The FDA’s (Food and Drug Administration) guidelines encourage device makers to regularly monitor their devices and linked software for any potential bugs and threats, and to install the necessary preventative measures for problems that may occur during device usage. The medical devices that are unsecure, mainly the ones connected to the Internet, are subject for hacking. In the wrong hands it can result in devices being altered to deliver incorrect levels of medication, leading to lethal results for patients.
Stock price drops
Researchers recently revealed it’s fairly easy to tamper with life-saving devices like pacemakers, defibrillators, and insulin pumps. In August 2016, the stock price of medical device maker St. Jude Medical Inc. (STJ) dropped over 5% when a prominent short seller claimed that the company’s devices are prone to hacking. In 2015, The FDA issued a warning that Hospira Inc.’s Symbiq infusion pump, which is used to administer nutrients and drugs, can be controlled over the hospital’s network to deliver too little or too much medication.

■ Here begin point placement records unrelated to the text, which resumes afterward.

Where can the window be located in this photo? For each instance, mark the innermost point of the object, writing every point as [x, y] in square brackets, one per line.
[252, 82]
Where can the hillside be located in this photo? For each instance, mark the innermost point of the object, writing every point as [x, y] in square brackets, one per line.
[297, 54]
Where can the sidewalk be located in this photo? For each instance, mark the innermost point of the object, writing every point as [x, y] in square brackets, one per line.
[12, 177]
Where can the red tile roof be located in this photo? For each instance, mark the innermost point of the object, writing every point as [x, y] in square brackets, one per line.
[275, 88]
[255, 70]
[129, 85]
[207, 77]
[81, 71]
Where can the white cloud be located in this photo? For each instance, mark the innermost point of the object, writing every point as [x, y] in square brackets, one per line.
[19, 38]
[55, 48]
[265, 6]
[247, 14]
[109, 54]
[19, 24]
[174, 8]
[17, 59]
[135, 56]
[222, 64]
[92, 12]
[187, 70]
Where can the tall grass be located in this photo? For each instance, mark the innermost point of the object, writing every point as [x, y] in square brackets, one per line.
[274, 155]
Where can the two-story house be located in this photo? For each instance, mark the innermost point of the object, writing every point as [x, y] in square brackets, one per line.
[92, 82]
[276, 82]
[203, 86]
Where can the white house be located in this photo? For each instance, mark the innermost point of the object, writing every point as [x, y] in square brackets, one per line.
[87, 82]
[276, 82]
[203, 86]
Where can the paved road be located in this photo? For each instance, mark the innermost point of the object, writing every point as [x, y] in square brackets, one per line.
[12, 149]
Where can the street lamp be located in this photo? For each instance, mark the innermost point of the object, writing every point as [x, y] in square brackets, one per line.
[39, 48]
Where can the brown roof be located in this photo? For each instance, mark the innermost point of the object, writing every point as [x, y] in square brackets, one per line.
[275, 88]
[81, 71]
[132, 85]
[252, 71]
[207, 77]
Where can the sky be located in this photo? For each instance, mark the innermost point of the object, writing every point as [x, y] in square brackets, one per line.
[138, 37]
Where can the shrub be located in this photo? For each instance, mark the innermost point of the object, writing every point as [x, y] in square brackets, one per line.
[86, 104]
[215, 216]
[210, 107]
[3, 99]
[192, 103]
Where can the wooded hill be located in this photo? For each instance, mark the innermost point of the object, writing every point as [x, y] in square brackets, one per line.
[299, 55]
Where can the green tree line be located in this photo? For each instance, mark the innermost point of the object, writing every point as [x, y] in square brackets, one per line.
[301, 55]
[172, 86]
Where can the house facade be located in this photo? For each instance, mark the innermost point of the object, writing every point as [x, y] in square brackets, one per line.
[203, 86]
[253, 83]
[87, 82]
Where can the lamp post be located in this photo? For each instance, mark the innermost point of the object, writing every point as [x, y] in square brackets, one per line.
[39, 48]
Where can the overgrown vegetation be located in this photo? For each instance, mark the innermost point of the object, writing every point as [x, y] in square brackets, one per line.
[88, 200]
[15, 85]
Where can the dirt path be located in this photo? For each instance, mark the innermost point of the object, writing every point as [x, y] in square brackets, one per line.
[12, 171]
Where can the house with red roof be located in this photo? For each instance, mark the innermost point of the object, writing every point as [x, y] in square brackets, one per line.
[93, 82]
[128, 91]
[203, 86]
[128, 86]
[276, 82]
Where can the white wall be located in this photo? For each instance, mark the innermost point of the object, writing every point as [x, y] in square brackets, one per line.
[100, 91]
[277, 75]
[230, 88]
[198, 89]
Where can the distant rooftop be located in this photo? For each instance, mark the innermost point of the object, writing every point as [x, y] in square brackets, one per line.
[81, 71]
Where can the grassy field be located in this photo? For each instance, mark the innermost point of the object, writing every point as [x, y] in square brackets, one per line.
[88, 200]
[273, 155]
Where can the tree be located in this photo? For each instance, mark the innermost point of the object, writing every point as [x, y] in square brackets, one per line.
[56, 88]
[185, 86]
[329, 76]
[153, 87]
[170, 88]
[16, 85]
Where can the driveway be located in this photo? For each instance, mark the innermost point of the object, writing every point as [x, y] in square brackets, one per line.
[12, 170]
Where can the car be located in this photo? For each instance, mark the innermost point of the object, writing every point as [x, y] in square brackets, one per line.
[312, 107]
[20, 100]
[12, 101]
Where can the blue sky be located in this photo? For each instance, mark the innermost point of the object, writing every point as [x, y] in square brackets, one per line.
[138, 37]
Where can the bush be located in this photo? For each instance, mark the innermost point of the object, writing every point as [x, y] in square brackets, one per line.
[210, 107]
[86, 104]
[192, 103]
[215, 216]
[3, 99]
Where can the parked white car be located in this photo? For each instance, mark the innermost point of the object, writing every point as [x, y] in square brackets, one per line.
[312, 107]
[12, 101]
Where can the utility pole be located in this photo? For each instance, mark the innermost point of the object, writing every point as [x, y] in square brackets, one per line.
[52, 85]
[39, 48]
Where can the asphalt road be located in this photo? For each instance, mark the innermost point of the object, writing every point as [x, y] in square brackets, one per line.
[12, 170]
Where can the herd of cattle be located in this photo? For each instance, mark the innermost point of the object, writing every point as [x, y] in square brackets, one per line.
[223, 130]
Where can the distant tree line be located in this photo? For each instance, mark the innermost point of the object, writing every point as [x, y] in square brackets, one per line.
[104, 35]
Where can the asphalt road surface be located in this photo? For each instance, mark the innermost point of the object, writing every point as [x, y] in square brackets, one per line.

Devices with low security can also be used by skilled hackers to gain access to a wider network, including the confidential patients records of hospitals. The newly released FDA guidelines are pronounced as a step enhanced security of medical devices, but the recommendations are not legally binding, which raises a question mark on the effectiveness of achieving the necessary objectives.
FDA’s associate director for science and strategic partnerships Suzanne Schwartz backed the guidelines, by saying they allow “manufacturers to focus on continuous quality improvement, which is essential to ensuring the safety and effectiveness of medical devices at all stages in the device’s lifecycle.”